Megachurches are described in terms of a phenomenal wellness: ‘thriving’, ‘growing’, ‘flourishing’, ‘prospering’. They are strongly rooted and well-watered. For now they will continue to burgeon and bloom. The megachurch is an entity that has become fat with concentric growth rings of belonging: accountability groups, house groups, clusters, services, conferences, rallies, global networks. The megachurch is more than the sum of its congregants, its conditions propagate infinities, it aims for a total and global reach. The immersion in an image of an endless, frameless spread of bodies is a tangible sign of the infinity of God. At the heart of it, in the pith, is the individual bodily encounter with this infinity: the point at which the limits of the individual are breached. Belief is produced in the bodies of those who encounter the saturating atmosphere of enchantment. Their eyes search outward to an unseen other, hoping that this other will materialize excessively through pleasure, and through a proliferating wellness of thought and body.

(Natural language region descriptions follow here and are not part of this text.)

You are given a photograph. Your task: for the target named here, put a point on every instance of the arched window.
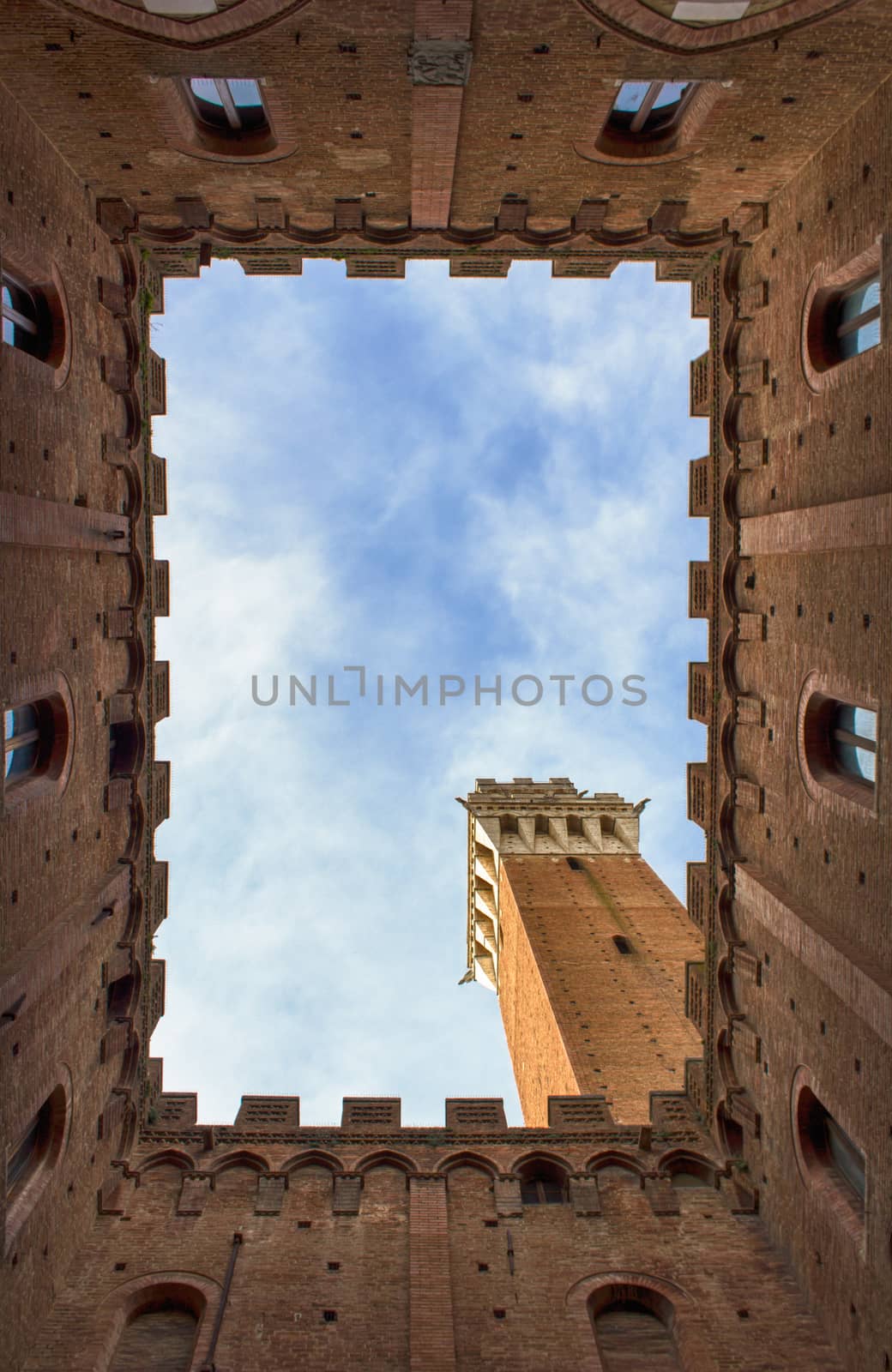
(542, 1183)
(27, 317)
(841, 316)
(633, 1328)
(644, 109)
(33, 1156)
(33, 734)
(855, 319)
(654, 120)
(854, 741)
(829, 1152)
(160, 1338)
(226, 106)
(841, 747)
(124, 748)
(31, 1150)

Imagine now being crowded into a space that is so large it is hard to make out the individuals on the other side, where the far walls are barely perceptible. We are amongst the many thousands of bodies filling this vast structure to find belonging. This space is an oval womb, encircled by and bathed in the coolness of air conditioning vents. It is a holding space of curved lines containing the mass of bodies arrayed in rows upon rows of bleachers. In the centre of the stage an 11 foot wide sculpture of the globe, rendered in gold, slowly rotates. On either side streams of water flow over an imitation rock feature. The ceiling is painted black but downlit with multi-coloured LEDs, it resembles the dome of the night sky. The stage is also filling with people. Multiple screens multiply the faces. The waiting bodies reach out, faces upturned, eyes shut, palms open. We feel a presence in the prickling sensation in our skin, in the raised hairs and blood vessels dilating. Our breath quickens and our heart beats rise. Despite the cool air we sweat, our pores producing glistening beads which reflect the auditorium from every angle, the bodies endlessly arriving and joining the crowd. We have become dehydrated. Our mouths are dry, we are thirsty.

But the air is thick with magic.

I climb up onto the table-ground. I speak to the crowd through the hole.

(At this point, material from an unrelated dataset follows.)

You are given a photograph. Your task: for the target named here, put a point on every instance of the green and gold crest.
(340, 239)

In the voluptuous atmosphere of watery excess, molecule-bodies seep and return through the porous membranes. But they return with other body-molecules, cycles are repeated and repeated, bodies drawn together. A crowd inexorably grows, it breeches the limits of the trunk, it exceeds the confines of the site. The borders will no longer hold, the water is leeching out from the Baobab’s trunk and into the foundations of the stadium… a saturating atmosphere has drawn water molecules in and they glisten on the skins of the upturned faces and outstretched hands… the atmosphere has become humid, a mist has caused the sharp contours of the room to fade. Condensation fogs the image on the screens. Water is beginning to trickle down walls and the backs of seats. It is snaking its way across the polished acrylic floor of the stage. The carpet in the aisles is darkening as a bloom of water spreads across it. Rivulets gather, currents rise and swell. The lectern gently topples. A body of water is gathering, an epic inundation, soon the water will immerse us all.